IPOL.ID – Masyarakat Anti Korupsi Indonesia (MAKI) kembali mengajukan gugatan praperadilan untuk melawan Komisi Pemberantasan Korupsi (KPK).
Kali ini, MAKI akan menggugat lembaga antirasuah atas dihentikannya supervisi dan penyidikan untuk mencari dan menemukan siapa dan peran ‘King Maker’.
King Maker dimaksud adalah sosok di balik layar dalam perkara korupsi pengurusan fatwa oleh Pinangki Sirna Malasari untuk membebaskan Djoko Tjandra. “Gugatan praperadilan itu akan didaftarkan hari ini di Pengadilan Negeri (PN) Jakarta Selatan,” kata Koordinator MAKI, Boyamin Saiman saat dikonfirmasi, Senin (23/8).
Terkait gugatan ini, MAKI telah mempersiapkan sejumlah materi praperadilan. Di antaranya, pada 11 September 2020, MAKI telah telah berkirim surat via email kepada KPK Nomor: 192/MAKI/IX/2020 Perihal: Penyampaian Materi Dugaan Perkara Tindak Pidana Korupsi Terkait Joko S Tjandra dan Pinangki Sirna Malasari Untuk Digunakan Bahan Supervisi.
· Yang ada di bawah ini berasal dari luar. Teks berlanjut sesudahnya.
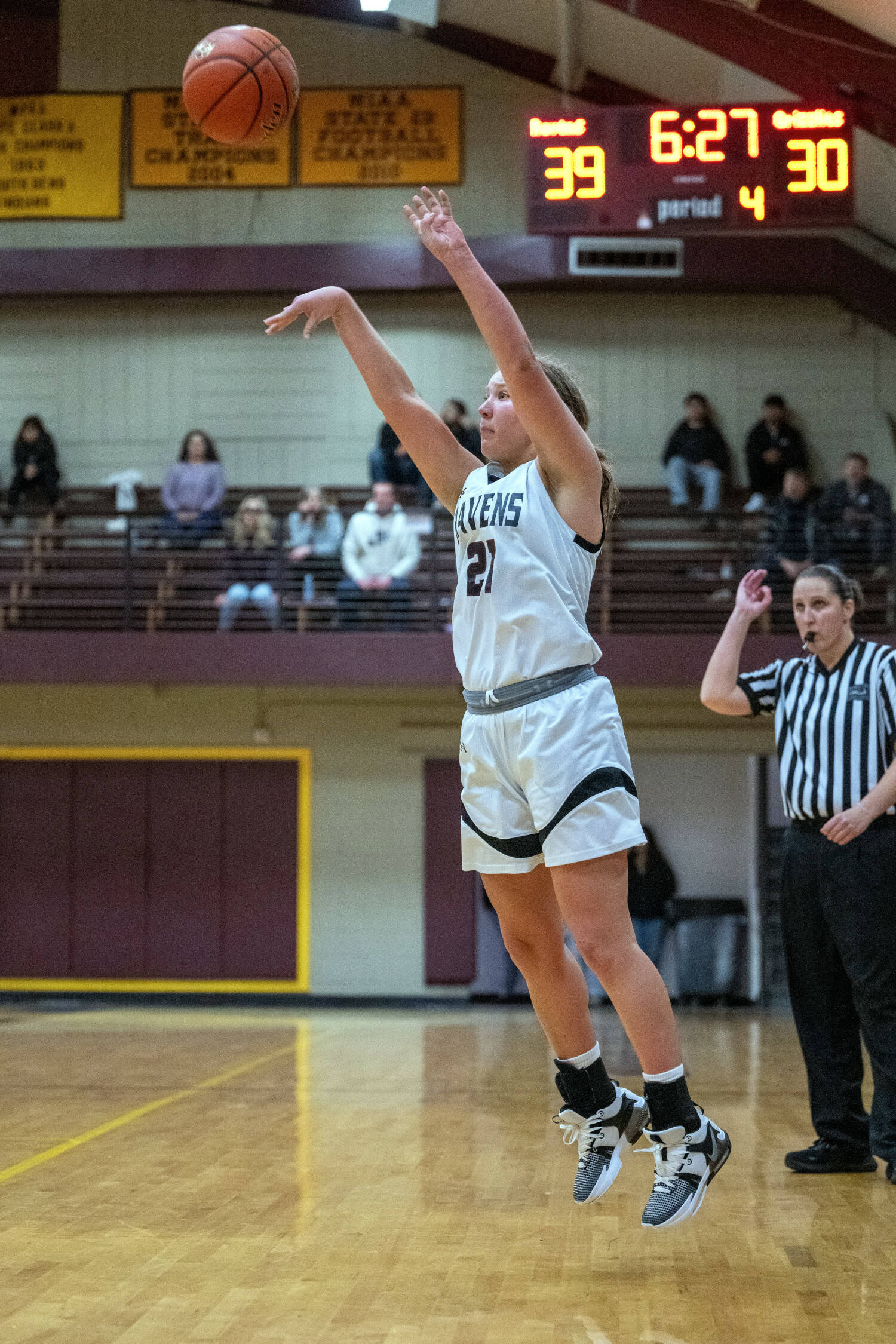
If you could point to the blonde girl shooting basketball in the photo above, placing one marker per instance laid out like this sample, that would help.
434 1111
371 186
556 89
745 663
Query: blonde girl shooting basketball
548 804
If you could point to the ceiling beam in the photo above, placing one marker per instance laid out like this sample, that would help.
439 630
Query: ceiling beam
794 45
511 57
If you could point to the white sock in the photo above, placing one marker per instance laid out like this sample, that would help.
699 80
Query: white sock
670 1077
584 1061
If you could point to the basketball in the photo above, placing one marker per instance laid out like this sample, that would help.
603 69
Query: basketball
241 85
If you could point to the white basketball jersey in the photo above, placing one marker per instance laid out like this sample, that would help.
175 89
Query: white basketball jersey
523 582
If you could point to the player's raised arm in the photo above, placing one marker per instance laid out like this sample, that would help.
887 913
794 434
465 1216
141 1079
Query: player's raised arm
435 452
566 453
720 691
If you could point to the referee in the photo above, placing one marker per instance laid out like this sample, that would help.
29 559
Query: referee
836 732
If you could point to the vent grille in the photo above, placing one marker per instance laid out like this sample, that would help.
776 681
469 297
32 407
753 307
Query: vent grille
645 257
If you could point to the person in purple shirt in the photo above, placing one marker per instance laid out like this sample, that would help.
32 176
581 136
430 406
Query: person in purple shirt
194 490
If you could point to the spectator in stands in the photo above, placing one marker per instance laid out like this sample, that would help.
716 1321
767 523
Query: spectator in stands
194 490
379 551
315 527
859 518
251 565
391 463
696 452
456 417
652 885
34 465
774 445
793 538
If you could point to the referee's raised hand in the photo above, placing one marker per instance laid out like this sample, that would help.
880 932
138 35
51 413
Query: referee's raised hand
753 594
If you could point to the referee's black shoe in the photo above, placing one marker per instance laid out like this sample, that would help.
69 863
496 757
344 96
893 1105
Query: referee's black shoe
825 1159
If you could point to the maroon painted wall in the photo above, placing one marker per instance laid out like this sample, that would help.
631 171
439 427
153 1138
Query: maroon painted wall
160 870
449 894
30 45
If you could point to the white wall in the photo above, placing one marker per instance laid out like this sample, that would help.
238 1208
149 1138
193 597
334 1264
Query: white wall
121 381
699 809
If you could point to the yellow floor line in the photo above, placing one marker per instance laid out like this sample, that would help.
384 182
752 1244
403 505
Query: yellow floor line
49 1153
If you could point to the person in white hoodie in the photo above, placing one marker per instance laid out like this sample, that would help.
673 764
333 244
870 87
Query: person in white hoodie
379 551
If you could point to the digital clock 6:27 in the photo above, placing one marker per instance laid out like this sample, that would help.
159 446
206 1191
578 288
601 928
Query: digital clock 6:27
673 170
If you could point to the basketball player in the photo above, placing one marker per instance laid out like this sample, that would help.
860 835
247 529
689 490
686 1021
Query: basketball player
548 804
Kemudian, pada 18 September 2020, MAKI telah diundang KPK untuk memperdalam informasi terkait King Maker dalam perkara dugaan tindak pidana korupsi pengurusan fatwa oleh Pinangki Sirna Malasari dan kawan-kawan.
Selanjutnya, MAKI telah mendapat surat balasan dari KPK pada 2 Oktober 2020 perihal Tanggapan Atas Pengaduan Masyarakat sebagai balasan atas penyampaian materi dari MAKI berdasar surat MAKI tanggal 11 September 2020. Surat KPK ini berisi pengaduan dari MAKI dijadikan bahan informasi bagi Kedeputian Bidang Penindakan KPK.
Lebih lanjut, Majelis Hakim Pengadilan Negeri Jakarta Pusat yang telah memutus perkara terdakwa Pinangki Sirna Malasari dan kawan-kawan dalam pertimbangannya menyatakan keberadaan King Maker sebagai aktor intelektual dari Pinangki Sirna Malasari Bali dan kawan-kawan.
Namun, Majelis Hakim menyatakan tidak mampu menggali siapa King Maker. Dengan demikian, kewajiban KPK untuk menemukan peran King Maker sebagai aktor intelektual dari Pinangki Sirna Malasari dan kawan-kawan.
“KPK melalui Ketua KPK Firli Bahuri pada tanggal 30 Juli 2021 menyatakan telah menghentikan supervisi perkara tindak pidana korupsi pengurusan fatwa oleh Pinangki Sirna Malasari Dkk untuk membebaskan Djoko Tjandra atas vonis penjara perkara korupsi Bank Bali,” ungkap Boyamin.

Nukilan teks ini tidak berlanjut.